Syntax suggestion: authorization policy behind a reverse proxy

I want my telemetry to be visible to whitelisted IPs only. My cluster lives behind a reverse proxy, so I can’t simply use source.ip or from -> source -> ipBlocks because they only “see” the backside of the proxy.

This AuthorizationPolicy works, with my telemetry living on a separate subdomain:

apiVersion: security.istio.io/v1beta1
kind: AuthorizationPolicy
metadata:
  name: ingress-policy
  namespace: istio-system
spec:
  selector:
    matchLabels:
      app: istio-ingressgateway
  action: ALLOW
  rules:
    - to:
        - operation:
            notHosts:
              - telemetry.example.com
    - to:
        - operation:
            hosts:
              - telemetry.example.com
      when:
        - key: request.headers[x-forwarded-for]
          values:
            - "12.34.56.78*"

The only problem I have with it is that it feels a bit ugly. Headers and behavior for reverse proxies are reasonably standard, are they not? It feels to me like there should be a more direct way of expressing this rule.

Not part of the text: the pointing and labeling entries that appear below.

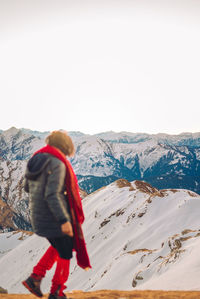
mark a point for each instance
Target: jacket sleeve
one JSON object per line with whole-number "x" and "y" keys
{"x": 54, "y": 190}
{"x": 26, "y": 187}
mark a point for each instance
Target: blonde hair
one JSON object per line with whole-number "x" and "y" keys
{"x": 62, "y": 141}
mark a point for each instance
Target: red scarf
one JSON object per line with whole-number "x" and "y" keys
{"x": 75, "y": 204}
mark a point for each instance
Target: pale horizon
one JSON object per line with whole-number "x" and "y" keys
{"x": 95, "y": 66}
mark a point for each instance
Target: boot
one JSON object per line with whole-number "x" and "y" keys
{"x": 33, "y": 285}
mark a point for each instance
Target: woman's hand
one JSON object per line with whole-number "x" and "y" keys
{"x": 67, "y": 229}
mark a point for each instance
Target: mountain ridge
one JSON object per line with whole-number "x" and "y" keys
{"x": 132, "y": 230}
{"x": 100, "y": 160}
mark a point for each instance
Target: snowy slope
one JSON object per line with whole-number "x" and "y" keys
{"x": 10, "y": 240}
{"x": 137, "y": 237}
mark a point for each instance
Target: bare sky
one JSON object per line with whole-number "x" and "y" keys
{"x": 93, "y": 66}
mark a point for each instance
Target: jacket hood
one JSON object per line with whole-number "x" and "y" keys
{"x": 36, "y": 165}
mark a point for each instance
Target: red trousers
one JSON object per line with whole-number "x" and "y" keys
{"x": 61, "y": 273}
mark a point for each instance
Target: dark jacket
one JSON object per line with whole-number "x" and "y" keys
{"x": 45, "y": 183}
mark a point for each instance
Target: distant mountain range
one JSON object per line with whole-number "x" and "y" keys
{"x": 164, "y": 161}
{"x": 137, "y": 237}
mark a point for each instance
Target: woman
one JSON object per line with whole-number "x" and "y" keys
{"x": 56, "y": 212}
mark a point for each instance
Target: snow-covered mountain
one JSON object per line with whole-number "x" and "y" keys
{"x": 137, "y": 237}
{"x": 165, "y": 161}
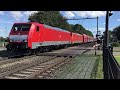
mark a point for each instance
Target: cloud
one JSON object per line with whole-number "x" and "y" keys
{"x": 118, "y": 20}
{"x": 90, "y": 13}
{"x": 69, "y": 14}
{"x": 28, "y": 13}
{"x": 6, "y": 22}
{"x": 1, "y": 30}
{"x": 85, "y": 13}
{"x": 16, "y": 14}
{"x": 2, "y": 12}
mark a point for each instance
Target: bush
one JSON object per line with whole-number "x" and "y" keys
{"x": 115, "y": 44}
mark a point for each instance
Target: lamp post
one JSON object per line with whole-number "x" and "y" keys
{"x": 105, "y": 45}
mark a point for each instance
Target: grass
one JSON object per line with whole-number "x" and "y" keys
{"x": 117, "y": 58}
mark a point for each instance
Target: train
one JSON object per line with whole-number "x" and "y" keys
{"x": 34, "y": 36}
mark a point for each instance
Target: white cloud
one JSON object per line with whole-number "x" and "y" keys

Maybe something like:

    - from:
        - source:
            proxiedIPBlocks[ "12,34,56,78/32" ]
      to:
        - operation:
            hosts:
              - telemetry.example.com

Or if that isn’t workable, maybe the documentation could have an example of how to filter by client IP from behind a reverse proxy. I had to do more digging than I care to admit to figure this out.

we are adding a new field remoteIpBlocks to solve this problem in 1.8, see the design doc https://docs.google.com/document/d/1gf0LKom9RpBjux6FYvdKCLu4v2paVZnbuPRSRyGJ4Dg/edit for more details.

Oh, excellent.

I must say that I like your option #3 best, using only ipBlocks/notIpBlocks and keeping the proxy part of the configuration to the numTrustedProxies field. That feels like a cleaner separation of concerns.

But remoteIpBlocks/notRemoteIpBlocks works well if there’s some possible use case for distinguishing proxied vs non-proxied clients.